In reading posts like this blog from Steve Buttry, I have faith that journalists in all forms of media can adapt to simple concepts similar to those presented by Buttry. It’s not hard to do things like ‘learn social media’ or to think that social media is for more than just networking, but a lot of journalists get caught up by simple things like not understanding hashtags or using Twitter like an advanced text messaging service. If they embrace the power of social media like Buttry suggests, then the concepts like showing versatility really come into play. As Buttry points out, and I completely agree, social media gives journalists chances to show what they can do.
Who doesn’t follower a sports reporter who actually provides good insight into news or local events? And on the flip side, who doesn’t follow a local weatherman or morning talk show host that is a must-follow on Husker gameday? Twitter, Facebook and other social channels, especially blogs as suggested by Buttry, give journalists a chance to show they are rounded individuals, instead of the single-track minded drones that their beat or assignment demands of them.

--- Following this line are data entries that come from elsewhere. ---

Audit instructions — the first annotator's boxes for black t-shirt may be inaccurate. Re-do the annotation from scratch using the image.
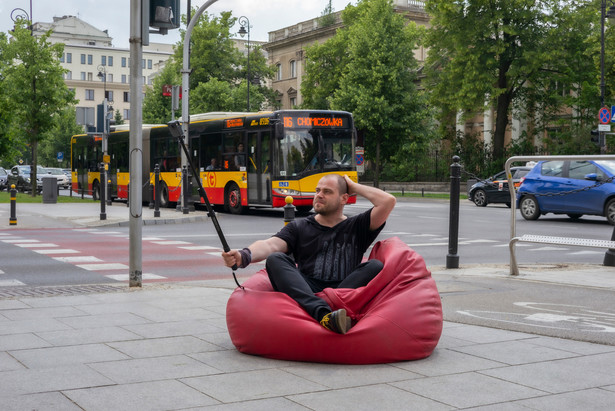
[275,209,384,281]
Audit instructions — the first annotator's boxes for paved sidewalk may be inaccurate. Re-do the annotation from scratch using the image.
[0,204,615,411]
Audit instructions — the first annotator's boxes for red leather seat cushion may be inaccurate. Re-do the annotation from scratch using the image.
[226,237,442,364]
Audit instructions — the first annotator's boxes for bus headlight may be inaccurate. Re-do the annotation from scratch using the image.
[274,188,301,196]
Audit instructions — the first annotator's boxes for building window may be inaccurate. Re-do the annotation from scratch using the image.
[290,60,297,78]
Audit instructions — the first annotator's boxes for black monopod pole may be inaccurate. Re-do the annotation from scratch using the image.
[167,120,243,289]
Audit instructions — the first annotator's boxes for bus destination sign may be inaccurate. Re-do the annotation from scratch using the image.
[282,116,348,128]
[224,118,243,128]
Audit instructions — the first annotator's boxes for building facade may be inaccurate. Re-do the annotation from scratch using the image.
[263,0,429,109]
[33,16,173,125]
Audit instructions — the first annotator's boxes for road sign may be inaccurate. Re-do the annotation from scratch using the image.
[598,107,611,124]
[354,146,365,174]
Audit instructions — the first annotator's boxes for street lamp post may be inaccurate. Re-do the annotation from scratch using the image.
[239,16,250,111]
[96,65,107,102]
[599,0,615,267]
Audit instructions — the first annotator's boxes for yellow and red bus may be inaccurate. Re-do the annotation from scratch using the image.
[71,110,357,214]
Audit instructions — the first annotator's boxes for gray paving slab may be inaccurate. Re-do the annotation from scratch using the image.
[391,372,546,408]
[288,380,453,411]
[481,353,615,394]
[89,355,220,384]
[181,369,327,403]
[9,344,130,369]
[517,388,615,411]
[37,327,141,346]
[0,392,82,411]
[0,364,114,396]
[0,333,51,351]
[63,380,219,411]
[108,335,221,358]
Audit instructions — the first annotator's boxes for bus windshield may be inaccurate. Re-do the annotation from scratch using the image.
[275,128,353,178]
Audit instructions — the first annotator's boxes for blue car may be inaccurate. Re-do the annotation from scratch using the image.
[517,160,615,225]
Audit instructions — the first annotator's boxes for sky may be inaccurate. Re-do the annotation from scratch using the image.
[0,0,357,48]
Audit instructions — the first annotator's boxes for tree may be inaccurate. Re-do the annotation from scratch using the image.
[38,106,83,167]
[143,12,277,123]
[302,0,429,186]
[425,0,576,164]
[1,20,75,196]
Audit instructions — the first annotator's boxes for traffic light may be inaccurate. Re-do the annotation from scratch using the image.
[96,103,106,133]
[591,128,600,146]
[149,0,181,34]
[105,106,115,134]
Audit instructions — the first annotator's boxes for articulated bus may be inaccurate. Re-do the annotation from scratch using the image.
[71,110,357,214]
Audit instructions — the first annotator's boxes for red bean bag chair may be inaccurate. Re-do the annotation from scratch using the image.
[226,237,442,364]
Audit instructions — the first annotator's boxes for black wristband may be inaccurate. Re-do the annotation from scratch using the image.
[239,248,252,268]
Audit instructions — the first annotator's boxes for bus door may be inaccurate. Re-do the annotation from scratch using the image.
[247,131,271,204]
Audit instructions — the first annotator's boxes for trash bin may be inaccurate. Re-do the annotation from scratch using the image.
[43,176,58,204]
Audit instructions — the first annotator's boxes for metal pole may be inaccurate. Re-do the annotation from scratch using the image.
[239,16,250,111]
[128,0,143,287]
[9,184,17,225]
[598,0,606,154]
[154,164,160,217]
[99,163,107,220]
[446,156,461,268]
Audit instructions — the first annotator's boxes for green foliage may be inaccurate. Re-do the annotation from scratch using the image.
[318,0,335,27]
[425,0,560,157]
[143,12,277,123]
[0,20,76,193]
[38,106,83,168]
[301,0,430,184]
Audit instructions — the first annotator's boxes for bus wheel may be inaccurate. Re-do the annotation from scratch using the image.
[159,181,170,208]
[92,181,100,201]
[297,206,312,216]
[226,183,243,214]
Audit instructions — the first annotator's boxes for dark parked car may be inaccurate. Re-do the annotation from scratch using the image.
[517,160,615,225]
[468,166,532,207]
[8,166,47,193]
[0,167,8,191]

Journalists can also benefit from at least exploring more Ad/PR based approaches to branding. In this presentation, concepts like self-realization and individual brand value take center stage, and if journalists could realize how important one’s brand can be, whether it’s a developed brand or just a perceived image. Everyone has a brand, like it or not, and people are not just identified by their employer or position anymore.
The concept of “Thoughts are my own” being added to a Twitter bio is somewhat laughable in this era of personal brands, as employers, readers and other social media users hold individuals accountable like never before. If you mess up, you will hear about it, and people don’t forget quickly. Your image in the social media realm is not within your complete control, but if you understand how you can take control of your brand, it helps anyone, even journalists, be more marketable commodities.
If you think it’s wrong for journalists to be worried about self preservation, I understand, but in this era of entire newsrooms being laid off, print photographers being handled on a freelance-only basis and citizen journalism being relied on as news, the time has come and gone where journalists can only worry about what they contribute to their employer. Sure, that’s important, but at the same time it is not crazy to think that journalists can benefit from developing their own brand, their own following and even their own marketable fan base with every job and position they take on.